The goal was to try to keep a 1:45/500m pace and PR on the first attempt. Then hold a 2:00/500m pace for the other two attempts. I was holding the pace up until about 750m left. Managed a 7:01.6 for a 9.5 second PR. So close to sub 7! Probably didn’t need to take so much rest in between, but I wanted to make sure I was recovered enough. Rowed 7:58.6 and 7.54.3 on the other attempts.

2k Row History

I looked back through my records and put all of my 2k rows into BTWB so I could see the improvement over time. I’ve dropped nearly 40 seconds! Today my average pace was faster than my opening 500m pace when I first attempted this distance in December of 2012.

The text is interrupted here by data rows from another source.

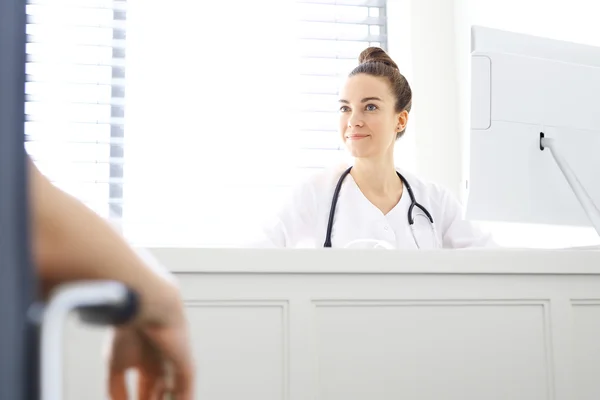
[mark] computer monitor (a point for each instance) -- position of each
(524, 87)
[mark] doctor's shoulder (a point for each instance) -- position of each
(449, 216)
(295, 221)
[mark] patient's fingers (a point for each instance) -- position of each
(117, 386)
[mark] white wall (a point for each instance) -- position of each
(421, 40)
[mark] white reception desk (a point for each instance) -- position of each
(348, 325)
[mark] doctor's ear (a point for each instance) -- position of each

My shitty diet doesn’t seem to be negatively affecting my performance in the gym. Doesn’t make much sense. Or would I be performing a lot better with quality food?

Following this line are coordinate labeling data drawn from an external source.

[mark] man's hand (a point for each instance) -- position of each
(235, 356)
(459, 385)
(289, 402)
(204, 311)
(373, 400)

Later in the afternoon I figured I’d test out a set of strict pull-ups. I got 13, which is actually a PR by 1 from May of 2013. Would be a lot easier if I was 5-10 pounds lighter.

Wake Up

Not a ton of sleep last night but up early enough to make the 9am class.

Warm-up

  • Bottom Squat Holds
  • Inch Worms
  • PNF Rack Stretch w/ partner
  • Calf Stretching
  • Front Squats
    • 5×45#
    • 3×135#
    • 3×185#
    • 3×225#

Strength

8:00 EMOM

  • 3 Front Squats (225#)

Accessory

5 Rounds NFT

  • MU into 5 strict Ring Dips
  • 5 Strict C2B Pull-ups

Conditioning

3 Rounds

  • 1:00 Row (cal)
  • 1:00 Shoulder to OH (95#)
  • 1:00 Burpees
  • 1:00 Ball Slams (25#)
  • 1:00 Box Jumps (24″)
  • 1:00 Rest

I got 18-19-19 calories on the rower and have no idea how many reps at each of the other individual stations. Totals per round were 86-92-94 reps. Felt good to actually get better as it went on. I did a mixture of push jerks, push presses, and strict presses on the SH to OH.

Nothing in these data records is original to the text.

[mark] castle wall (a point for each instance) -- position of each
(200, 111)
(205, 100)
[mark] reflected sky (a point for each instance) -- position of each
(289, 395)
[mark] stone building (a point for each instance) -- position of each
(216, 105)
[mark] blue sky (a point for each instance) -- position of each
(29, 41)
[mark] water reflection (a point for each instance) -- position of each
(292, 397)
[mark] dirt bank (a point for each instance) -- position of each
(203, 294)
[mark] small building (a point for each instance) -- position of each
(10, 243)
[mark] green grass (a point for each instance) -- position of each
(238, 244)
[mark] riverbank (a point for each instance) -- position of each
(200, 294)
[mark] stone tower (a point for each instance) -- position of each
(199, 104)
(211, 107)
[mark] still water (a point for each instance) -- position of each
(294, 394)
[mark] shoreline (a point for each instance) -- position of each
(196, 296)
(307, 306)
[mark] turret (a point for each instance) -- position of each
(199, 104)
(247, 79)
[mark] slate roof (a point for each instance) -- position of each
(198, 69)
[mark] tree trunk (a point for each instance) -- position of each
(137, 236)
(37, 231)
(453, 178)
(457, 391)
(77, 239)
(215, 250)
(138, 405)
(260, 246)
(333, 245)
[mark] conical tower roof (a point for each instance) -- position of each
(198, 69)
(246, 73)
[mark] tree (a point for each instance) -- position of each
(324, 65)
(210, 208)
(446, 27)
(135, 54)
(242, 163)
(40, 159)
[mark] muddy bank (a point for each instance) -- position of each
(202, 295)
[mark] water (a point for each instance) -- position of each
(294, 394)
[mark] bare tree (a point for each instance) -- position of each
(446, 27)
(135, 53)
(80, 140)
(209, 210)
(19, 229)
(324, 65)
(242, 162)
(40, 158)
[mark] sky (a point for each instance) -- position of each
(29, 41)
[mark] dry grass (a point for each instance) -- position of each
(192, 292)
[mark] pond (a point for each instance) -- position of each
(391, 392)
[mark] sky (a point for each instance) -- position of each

Back at 4:30 for some stuff with Kevin, but he got caught up helping Alex coach his first class.

C&J

  • 45# Warm-up Work
  • 2×115#
  • 2×135#
  • 2×155#
  • 2×175#
  • 2x1x195#
  • 1×205#
  • 1×215#
  • 1×225#
  • 1×235#
  • 1×245#
  • 1×255# (PR match)
  • 1×265# Clean (PR)

Really had no plans to attempt this. Wasn’t even planning to do clean and jerks when I walked into the gym. The jerk was iffy, but felt good to hit the big weight. Had only ever hit that once and it was before X-mas. I don’t think I’ve attempted to jerk over 225 in months. I have room for so much more in my clean with how high I’m receiving the bar. I’ll take it 5# at a time so I don’t lose the confidence though.